The energy industry has been under mounting pressure from investors and governments to step up efforts to reduce greenhouse-gas emissions, with some spectacular victories for activists over Big Oil this week. U.S. LNG makers are seeking to green their image in order to land supply deals with environmentally conscious customers in Europe and Asia.
The Biden administration, Granholm said, is looking closely at carbon capture and sequestration technology, which would take emissions from LNG plants and other facilities, move them by pipeline and then inject them underground.
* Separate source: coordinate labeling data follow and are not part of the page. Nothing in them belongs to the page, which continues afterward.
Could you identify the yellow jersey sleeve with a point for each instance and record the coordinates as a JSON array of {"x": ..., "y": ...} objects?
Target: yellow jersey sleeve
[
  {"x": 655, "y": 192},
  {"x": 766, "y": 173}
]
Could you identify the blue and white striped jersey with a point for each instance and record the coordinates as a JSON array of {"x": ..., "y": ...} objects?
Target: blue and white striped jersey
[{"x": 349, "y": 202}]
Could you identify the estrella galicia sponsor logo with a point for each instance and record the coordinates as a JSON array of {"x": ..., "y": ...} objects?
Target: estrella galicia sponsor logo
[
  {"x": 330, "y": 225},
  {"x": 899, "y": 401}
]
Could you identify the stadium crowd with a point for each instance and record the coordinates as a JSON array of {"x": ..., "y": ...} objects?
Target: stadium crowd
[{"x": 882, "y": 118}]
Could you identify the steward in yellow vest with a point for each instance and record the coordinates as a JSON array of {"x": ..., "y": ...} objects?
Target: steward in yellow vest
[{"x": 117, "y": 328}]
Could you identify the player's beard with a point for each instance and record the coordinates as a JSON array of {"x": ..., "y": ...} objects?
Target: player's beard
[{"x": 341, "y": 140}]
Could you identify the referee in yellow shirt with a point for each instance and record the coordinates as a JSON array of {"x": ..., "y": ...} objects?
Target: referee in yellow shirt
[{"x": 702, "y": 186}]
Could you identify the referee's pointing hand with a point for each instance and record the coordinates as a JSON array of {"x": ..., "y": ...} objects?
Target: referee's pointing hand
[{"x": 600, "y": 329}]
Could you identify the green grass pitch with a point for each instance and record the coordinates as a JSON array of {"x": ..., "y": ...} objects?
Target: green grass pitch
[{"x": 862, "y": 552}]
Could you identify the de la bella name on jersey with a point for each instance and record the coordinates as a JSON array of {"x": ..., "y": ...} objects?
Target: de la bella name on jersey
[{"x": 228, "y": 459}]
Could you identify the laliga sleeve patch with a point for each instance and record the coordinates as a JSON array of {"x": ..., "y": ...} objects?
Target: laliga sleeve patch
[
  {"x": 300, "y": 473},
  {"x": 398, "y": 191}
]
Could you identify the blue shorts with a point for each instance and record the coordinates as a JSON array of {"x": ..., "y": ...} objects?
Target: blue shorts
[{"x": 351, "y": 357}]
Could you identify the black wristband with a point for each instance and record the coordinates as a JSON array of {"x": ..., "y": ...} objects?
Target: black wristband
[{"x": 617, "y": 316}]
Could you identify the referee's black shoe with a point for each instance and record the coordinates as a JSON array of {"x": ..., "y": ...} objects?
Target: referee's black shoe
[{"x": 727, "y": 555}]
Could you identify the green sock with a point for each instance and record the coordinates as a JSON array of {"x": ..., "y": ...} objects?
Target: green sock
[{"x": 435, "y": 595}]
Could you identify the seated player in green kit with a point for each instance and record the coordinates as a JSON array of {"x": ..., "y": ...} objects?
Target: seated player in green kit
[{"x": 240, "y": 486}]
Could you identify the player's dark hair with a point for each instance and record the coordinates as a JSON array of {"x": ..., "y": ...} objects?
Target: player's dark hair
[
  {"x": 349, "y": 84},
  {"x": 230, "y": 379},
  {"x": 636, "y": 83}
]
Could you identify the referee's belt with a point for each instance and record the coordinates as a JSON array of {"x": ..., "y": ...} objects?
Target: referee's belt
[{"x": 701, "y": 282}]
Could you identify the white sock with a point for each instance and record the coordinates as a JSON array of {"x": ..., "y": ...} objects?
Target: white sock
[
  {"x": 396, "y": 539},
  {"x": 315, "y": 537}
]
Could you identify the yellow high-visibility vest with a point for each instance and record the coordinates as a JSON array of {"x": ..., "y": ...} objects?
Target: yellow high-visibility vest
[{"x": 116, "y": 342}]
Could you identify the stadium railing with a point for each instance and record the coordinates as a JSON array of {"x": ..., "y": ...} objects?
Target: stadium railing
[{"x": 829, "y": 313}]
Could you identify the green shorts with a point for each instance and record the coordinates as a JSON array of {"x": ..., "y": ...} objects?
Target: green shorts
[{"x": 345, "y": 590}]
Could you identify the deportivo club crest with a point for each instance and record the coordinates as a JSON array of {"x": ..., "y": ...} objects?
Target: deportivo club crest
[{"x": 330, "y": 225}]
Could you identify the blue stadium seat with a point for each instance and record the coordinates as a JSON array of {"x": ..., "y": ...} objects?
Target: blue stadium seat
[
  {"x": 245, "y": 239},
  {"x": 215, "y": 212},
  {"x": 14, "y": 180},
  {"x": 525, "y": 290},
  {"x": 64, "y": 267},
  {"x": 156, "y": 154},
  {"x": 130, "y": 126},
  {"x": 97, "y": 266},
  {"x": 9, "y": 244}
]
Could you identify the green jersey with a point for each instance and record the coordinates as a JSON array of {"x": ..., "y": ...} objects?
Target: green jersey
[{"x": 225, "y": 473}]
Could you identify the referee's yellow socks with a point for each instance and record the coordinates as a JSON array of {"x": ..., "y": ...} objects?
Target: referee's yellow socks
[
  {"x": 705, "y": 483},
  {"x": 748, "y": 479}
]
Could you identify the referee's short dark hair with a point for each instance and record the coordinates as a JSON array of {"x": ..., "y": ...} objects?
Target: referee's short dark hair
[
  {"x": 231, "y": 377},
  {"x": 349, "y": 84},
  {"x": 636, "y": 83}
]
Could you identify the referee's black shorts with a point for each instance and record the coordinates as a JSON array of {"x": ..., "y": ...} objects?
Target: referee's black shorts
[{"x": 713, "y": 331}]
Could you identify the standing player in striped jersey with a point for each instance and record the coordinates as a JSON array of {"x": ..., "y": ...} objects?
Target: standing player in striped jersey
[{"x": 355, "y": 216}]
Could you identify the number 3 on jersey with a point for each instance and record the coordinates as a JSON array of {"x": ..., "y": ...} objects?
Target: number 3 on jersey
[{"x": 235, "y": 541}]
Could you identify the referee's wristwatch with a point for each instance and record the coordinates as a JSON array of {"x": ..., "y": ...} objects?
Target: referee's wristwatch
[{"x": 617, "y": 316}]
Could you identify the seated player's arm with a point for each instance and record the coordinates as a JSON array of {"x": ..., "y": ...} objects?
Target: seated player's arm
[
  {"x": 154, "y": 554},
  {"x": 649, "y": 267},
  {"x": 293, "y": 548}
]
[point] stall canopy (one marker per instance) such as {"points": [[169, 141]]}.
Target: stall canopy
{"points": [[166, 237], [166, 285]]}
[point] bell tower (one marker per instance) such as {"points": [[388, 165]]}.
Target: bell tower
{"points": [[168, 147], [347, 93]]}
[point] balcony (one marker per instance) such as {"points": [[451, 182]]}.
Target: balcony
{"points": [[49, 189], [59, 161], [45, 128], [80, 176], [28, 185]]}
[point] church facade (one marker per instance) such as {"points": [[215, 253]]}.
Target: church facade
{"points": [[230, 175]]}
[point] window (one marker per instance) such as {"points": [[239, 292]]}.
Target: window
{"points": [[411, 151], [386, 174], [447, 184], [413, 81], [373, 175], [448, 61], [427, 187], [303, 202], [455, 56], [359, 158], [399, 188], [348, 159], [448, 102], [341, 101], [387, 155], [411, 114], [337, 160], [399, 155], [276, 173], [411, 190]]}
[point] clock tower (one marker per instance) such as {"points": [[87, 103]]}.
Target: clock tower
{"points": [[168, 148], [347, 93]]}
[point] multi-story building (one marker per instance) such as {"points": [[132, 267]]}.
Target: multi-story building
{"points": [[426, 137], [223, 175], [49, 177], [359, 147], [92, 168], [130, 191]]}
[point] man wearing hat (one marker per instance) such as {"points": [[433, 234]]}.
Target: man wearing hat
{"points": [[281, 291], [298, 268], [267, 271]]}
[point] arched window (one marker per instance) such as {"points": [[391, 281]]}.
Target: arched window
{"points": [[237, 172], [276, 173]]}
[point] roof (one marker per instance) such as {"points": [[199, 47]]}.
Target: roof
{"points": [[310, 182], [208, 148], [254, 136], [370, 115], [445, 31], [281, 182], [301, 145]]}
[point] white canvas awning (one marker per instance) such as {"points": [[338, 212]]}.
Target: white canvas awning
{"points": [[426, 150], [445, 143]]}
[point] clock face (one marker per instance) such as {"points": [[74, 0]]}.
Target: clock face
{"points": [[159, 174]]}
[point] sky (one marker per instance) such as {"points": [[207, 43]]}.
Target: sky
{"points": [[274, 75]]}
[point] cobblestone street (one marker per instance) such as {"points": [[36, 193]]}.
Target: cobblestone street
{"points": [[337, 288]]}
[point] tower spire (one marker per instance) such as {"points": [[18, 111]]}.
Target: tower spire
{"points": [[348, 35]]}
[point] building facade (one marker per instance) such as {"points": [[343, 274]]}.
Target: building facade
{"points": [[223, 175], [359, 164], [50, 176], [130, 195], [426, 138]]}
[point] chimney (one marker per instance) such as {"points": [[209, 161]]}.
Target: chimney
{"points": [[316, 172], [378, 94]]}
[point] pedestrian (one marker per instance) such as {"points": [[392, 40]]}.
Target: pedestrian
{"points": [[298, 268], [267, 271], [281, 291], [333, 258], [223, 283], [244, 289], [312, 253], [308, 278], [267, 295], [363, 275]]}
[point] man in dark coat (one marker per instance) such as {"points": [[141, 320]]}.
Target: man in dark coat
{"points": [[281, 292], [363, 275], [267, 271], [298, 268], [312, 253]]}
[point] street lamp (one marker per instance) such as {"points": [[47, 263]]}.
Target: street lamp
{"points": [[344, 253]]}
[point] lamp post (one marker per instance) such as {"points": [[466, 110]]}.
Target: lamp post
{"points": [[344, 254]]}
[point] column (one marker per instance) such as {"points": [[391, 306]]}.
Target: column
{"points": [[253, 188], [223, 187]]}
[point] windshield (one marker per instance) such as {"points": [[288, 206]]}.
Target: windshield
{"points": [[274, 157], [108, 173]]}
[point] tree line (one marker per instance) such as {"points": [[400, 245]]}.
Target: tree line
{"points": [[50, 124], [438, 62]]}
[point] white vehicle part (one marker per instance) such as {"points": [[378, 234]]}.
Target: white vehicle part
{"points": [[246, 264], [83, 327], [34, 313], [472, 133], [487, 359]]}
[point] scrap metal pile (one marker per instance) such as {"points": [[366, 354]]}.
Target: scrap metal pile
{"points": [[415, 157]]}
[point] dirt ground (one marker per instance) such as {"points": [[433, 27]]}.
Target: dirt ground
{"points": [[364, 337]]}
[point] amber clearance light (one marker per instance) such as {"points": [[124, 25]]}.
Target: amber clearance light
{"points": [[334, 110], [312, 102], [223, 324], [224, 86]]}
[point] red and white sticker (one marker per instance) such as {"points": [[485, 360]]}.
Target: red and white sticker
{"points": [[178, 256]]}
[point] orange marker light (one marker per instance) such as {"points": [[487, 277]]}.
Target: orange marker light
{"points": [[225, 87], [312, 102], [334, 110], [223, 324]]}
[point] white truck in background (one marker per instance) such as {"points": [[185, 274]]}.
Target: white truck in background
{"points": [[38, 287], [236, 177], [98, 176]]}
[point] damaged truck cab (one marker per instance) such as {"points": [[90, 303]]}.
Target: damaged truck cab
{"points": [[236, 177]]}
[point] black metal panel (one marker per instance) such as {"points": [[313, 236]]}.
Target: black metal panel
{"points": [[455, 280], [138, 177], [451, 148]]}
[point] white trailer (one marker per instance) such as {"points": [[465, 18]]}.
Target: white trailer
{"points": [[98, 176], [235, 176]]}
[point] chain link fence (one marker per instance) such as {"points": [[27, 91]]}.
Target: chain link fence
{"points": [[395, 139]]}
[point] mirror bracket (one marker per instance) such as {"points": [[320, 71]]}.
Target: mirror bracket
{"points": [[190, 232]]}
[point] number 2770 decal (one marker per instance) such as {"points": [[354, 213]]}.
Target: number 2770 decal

“We want to be able to promote and sell clean technologies,” Granholm said following a tour at an Air Liquide SA hydrogen plant in La Porte, Texas. “That could be natural gas that has been decarbonized, or that could be natural gas where the methane flaring has been eliminated.”
Houston-based Cheniere Energy Inc., the largest U.S. LNG exporter, recently announced that it would be including carbon emission tags with its cargoes, allowing customers to audit the environmental footprint of a shipment. One of the company’s LNG tankers recently participated in a study analyzing emissions on a roundtrip between Texas and Europe.
Arlington, Virginia-based Venture Global LNG announced Thursday that it plans to implement carbon capture and sequestration at three export terminals in Louisiana, where one is already under construction and expected to produce its first drops of the fuel later this year.
Still seeking to sell enough contracts to support its proposed Rio Grande LNG export terminal in South Texas, Houston-based LNG developer NextDecade Corp. has also pledged to add carbon capture and storage to its plant.